I ran out of space in my old house.
So I built a new house.

This is by no-means my entire video game collection either, there is another room dedicated to everything Pre-6th gen.. And I have Playstation 3/4/5 in the walk-in wardrobe in the master bedroom.

I find a certain kind of "joy" in having all my games categorized, sorted and all in one place.

My PC is pretty much entirely digital though... Last game I bought physical was probably StarCraft 2.
My Series S console only has digital copies (Obviously) of every Halo game... My Xbox One X and Xbox Series X I try and stick to physical.

That is a beautiful sight to behold, seriously lol. I wish I had that sort of organization skills. My stuff (unless it's the console getting played), stays in plastic tubs. 



I think it was Control. Probably never buying a physical copy again.



scrapking said:

I thought mine might have been Gears of War 3.

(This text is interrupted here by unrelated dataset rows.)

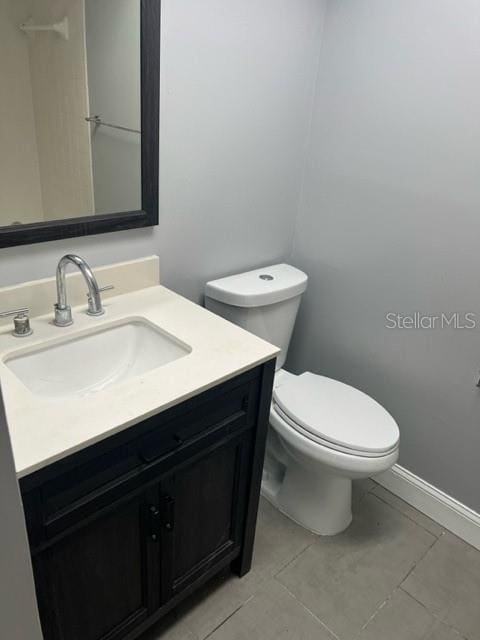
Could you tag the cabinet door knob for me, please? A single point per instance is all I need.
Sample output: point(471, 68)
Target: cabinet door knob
point(154, 522)
point(168, 512)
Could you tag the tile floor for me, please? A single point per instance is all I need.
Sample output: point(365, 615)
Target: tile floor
point(393, 575)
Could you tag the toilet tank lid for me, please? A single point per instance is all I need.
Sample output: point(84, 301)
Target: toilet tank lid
point(259, 287)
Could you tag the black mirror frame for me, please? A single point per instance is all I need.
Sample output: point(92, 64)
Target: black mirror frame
point(148, 215)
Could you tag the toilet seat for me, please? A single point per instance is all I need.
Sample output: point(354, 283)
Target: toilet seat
point(335, 415)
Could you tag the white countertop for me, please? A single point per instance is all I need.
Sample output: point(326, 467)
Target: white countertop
point(46, 429)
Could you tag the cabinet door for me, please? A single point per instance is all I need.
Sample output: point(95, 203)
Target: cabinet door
point(202, 511)
point(95, 583)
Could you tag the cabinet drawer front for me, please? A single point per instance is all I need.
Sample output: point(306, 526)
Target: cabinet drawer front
point(79, 493)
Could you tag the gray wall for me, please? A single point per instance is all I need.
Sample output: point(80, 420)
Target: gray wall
point(237, 81)
point(18, 609)
point(389, 221)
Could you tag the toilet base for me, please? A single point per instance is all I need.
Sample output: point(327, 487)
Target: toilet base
point(317, 500)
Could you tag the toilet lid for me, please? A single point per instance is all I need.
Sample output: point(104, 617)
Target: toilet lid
point(337, 413)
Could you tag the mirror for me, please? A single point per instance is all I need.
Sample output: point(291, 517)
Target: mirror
point(78, 117)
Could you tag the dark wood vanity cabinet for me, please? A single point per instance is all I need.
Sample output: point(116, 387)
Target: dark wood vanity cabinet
point(122, 531)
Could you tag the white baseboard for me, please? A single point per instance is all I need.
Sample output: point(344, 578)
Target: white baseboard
point(437, 505)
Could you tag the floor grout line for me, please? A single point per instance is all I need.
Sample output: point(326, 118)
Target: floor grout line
point(432, 613)
point(372, 492)
point(319, 620)
point(228, 618)
point(417, 562)
point(295, 557)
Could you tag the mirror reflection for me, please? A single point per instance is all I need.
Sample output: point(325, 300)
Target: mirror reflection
point(70, 142)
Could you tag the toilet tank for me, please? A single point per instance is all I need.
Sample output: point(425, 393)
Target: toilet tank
point(264, 302)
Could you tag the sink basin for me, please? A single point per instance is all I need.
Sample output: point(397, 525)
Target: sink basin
point(89, 362)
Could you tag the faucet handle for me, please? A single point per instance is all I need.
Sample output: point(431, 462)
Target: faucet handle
point(20, 320)
point(92, 310)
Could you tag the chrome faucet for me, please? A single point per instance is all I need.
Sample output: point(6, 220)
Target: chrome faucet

But upon review I discovered that I'd actually purchased Jillian Michaels' Fitness Adventure a couple of months later (think Tomb Raider, but you actually jump and dodge and weave in front of the TV rather than use the controller...  it was actually a pretty cool idea, but with some flawed implementation sadly). So that was my last physical purchase, and it came out in 2011.

Correction...  I bought a couple of Nintendo DS carts after this point.  The last one I bought was Intellivision Lives! for the Nintendo DS.  That came out in 2013.  That would have been my very last physical purchase.  I don't think that game was available digitally, so it was physical or nothing.